Władze apelują o ostrożność

Wice mer Wilna Edita Tamosziunaite poinformowała, że swój udział w jarmarku zgłosiło około 1,5 osób, "tyle, co każdego roku”. - Apelujemy do ludzi o zachowanie ostrożności i przestrzeganie zasad higieny, ale naprawdę nie widzimy powodów do odwoływania święta - powiedziała Tamosziunaite.

Tradycyjnie stragany Kaziukowe zostały ustawione wzdłuż ulicy Zamkowej, Wielkiej, przy alei Giedymina, na placu Ratuszowym i Katedralnym, Łukiskim. Na Kaziuka, tak jak przed wieki, dominują wyroby z drewna i wikliny; to, co zostało zrobione przez rzemieślników podczas długich zimowych wieczorów: kosze, łyżki, miski, beczułki, fujarki, zydle. Od blisko 100 lat symbolem Kaziuka jest wileńska palma wielkanocna - "wałek" z pięknie ułożonych suszonych, sztucznie barwionych kwiatów, ziół i traw.

Piernikowe serca z miłosnymi wyznaniami

Nieodłącznym elementem są też pierniki w kształcie serca, na których lukrem są wypisywane różne życzenia i miłosne wyznania, a także sznury smorgońskich obwarzanków. Jarmark to też zabawa.

W ciągu trzech dni, do niedzieli, na miejskich placach wystąpi kilkadziesiąt zespołów, głównie ludowych, odbędą się też przedstawienia teatrzyków podwórkowych. Od kilku lat do święta włącza się kościół.

W tym roku sześciodniowy odpust ku czci św. Kazimierza rozpoczął się w Wilnie 3 marca, w przeddzień głównych uroczystości. Zainaugurowała go wieczorna msza święta w Katedrze Wileńskiej, w której znajduje się sarkofag ze szczątkami św. Kazimierza.
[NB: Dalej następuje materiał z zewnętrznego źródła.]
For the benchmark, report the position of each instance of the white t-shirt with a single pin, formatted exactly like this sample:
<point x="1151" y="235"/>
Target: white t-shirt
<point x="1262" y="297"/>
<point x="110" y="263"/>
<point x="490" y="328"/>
W następnych dniach w katedrze odprawiane były nabożeństwa nie tylko w języku litewskim, ale też polskim, angielskim, włoskim i białoruskim. W sobotę i w niedzielę na placu Katedralnym odbędzie się loteria, quizy zorganizowane przez wspólnotę katedralną, będą niespodzianki i prezenty. Odbędzie się też podsumowanie konkursu na najładniejszą figurkę św. Kazimierza.

Specjalny program przygotowało Wileńskie Akademickie Centrum Duszpasterskie i Centrum Młodzieży Archidiecezji Wileńskiej. Odpust zakończy w niedzielę msza święta w intencji uczestników Jarmarku Kaziukowego.

Kaziukowy Jarmark

Historia Kaziukowego Jarmarku sięga początku XVII wieku, kiedy na ołtarze wyniesiono królewicza Kazimierza. Papież Urban III zezwolił na obchody rocznicowe z racji uznania św. Kazimierza za patrona Litwy.

Święty Kazimierz (1458-1484) - wnuk Władysława Jagiełły, a syn Kazimierza Jagiellończyka i Elżbiety Rakuszanki - od najmłodszych lat odznaczał się wielką wrażliwością i pobożnością. Wiosną 1483 roku przybył na Litwę, gdzie otrzymał urząd podkanclerza litewskiego. Wiódł życie na poły zakonne: nosił włosiennicę i pościł, wiele czasu spędzał na modlitwie. Zmarł 4 marca.